In the past I’ve worked with many clients who have found the briefing process a bit daunting because they don’t know what to expect – usually because they’re used to doing their own marketing and this is the first time they’ve had to brief anyone.
I like to make my briefing process as simple and pain-free as possible – my objective is purely to get all the information from you in order to write what you need, so the more relaxed I can make you feel, the more open you’ll want to be, and therefore the better the final result.
And I actually have 3 ways that I tend to obtain my briefing information:
Option 1. You send me a formal brief
This usually happens when I’m working with an agency who’s used to briefing creatives on a project. Often they have a template, which they’ll complete with all the requirements. It’s sent through along with various supporting literature, such as PDFs, brochures, case studies, battlecards, white papers, sales decks…
If I’m super lucky, I’ll even get a recording of an interview that they’ve performed with the client.
I’ll then read through everything and if I have any questions I’ll shout.
Option 2. You send me an overview of the project requirements
Most projects start off with an email to outline what the project is and the key messages to focus on. Depending on the piece, this could be a simple paragraph or list of bullet points…
The smallest brief I ever received was a single keyword that the client wanted to highlight on their website through a blog.
I’ll probably be shot by other copywriters for saying that I’m happy to accept briefs like this, but the reality is that if I understand the subject matter, I understand the client, and I understand the purpose of the piece, I have everything I need…
And if I have any questions, I’ll shout.
Option 3. I’ll interview you
This sounds a lot scarier than it really is, I promise.
I carry out interviews either in person (with cake!) or over the phone. Ahead of the interview I’ll send through a list of question that I want to ask you so you have plenty of time to think about what you might like to say.
We’ll then run through the questions one by one until I have everything I need. This usually takes 20-60 minutes.

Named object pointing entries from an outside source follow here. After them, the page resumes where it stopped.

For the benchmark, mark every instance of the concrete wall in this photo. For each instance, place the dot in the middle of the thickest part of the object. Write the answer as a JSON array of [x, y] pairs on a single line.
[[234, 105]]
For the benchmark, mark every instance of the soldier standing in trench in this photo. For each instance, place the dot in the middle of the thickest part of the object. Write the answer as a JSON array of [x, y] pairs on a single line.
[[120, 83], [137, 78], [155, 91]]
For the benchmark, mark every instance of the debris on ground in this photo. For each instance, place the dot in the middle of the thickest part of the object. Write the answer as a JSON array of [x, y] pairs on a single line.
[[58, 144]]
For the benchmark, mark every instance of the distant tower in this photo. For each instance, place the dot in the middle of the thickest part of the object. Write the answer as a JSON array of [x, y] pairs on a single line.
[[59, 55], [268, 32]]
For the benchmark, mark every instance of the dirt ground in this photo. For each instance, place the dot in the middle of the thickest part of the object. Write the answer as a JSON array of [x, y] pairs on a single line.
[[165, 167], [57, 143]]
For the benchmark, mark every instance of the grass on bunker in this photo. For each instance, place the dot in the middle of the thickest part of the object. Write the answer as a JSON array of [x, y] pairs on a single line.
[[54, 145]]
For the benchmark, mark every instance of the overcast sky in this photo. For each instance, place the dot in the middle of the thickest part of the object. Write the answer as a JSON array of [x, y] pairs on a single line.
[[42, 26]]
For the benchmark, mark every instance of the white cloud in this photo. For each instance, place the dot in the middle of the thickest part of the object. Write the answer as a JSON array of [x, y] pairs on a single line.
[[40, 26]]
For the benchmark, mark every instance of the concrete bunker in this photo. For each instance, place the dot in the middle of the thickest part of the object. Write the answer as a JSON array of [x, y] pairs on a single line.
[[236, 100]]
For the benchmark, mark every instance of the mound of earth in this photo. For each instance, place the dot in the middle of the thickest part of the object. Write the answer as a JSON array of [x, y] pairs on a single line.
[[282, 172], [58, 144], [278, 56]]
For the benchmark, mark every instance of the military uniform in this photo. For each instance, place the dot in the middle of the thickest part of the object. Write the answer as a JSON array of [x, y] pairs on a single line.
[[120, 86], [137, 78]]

The important thing during the interview is that you feel comfortable being honest and sharing as much detail as possible. Sometimes, I might ask quite negative questions, like how a competitor is better than you, or reasons why projects have failed, or areas that you really don’t want to venture into because they’re a company weakness…
The reason I might ask these is purely to get a better understanding of the context and the space you play in. None of this information would ever make it into the final copy and would be treated with the strictest confidence (plus I’ve signed NDAs with pretty much every client, which essentially gives them the right to shoot me if I breathe a word about their business).
Then at the end of the briefing, if you’ve mentioned any interesting documents (like in option 1) I’ll ask you to send them across. Otherwise, we’re done!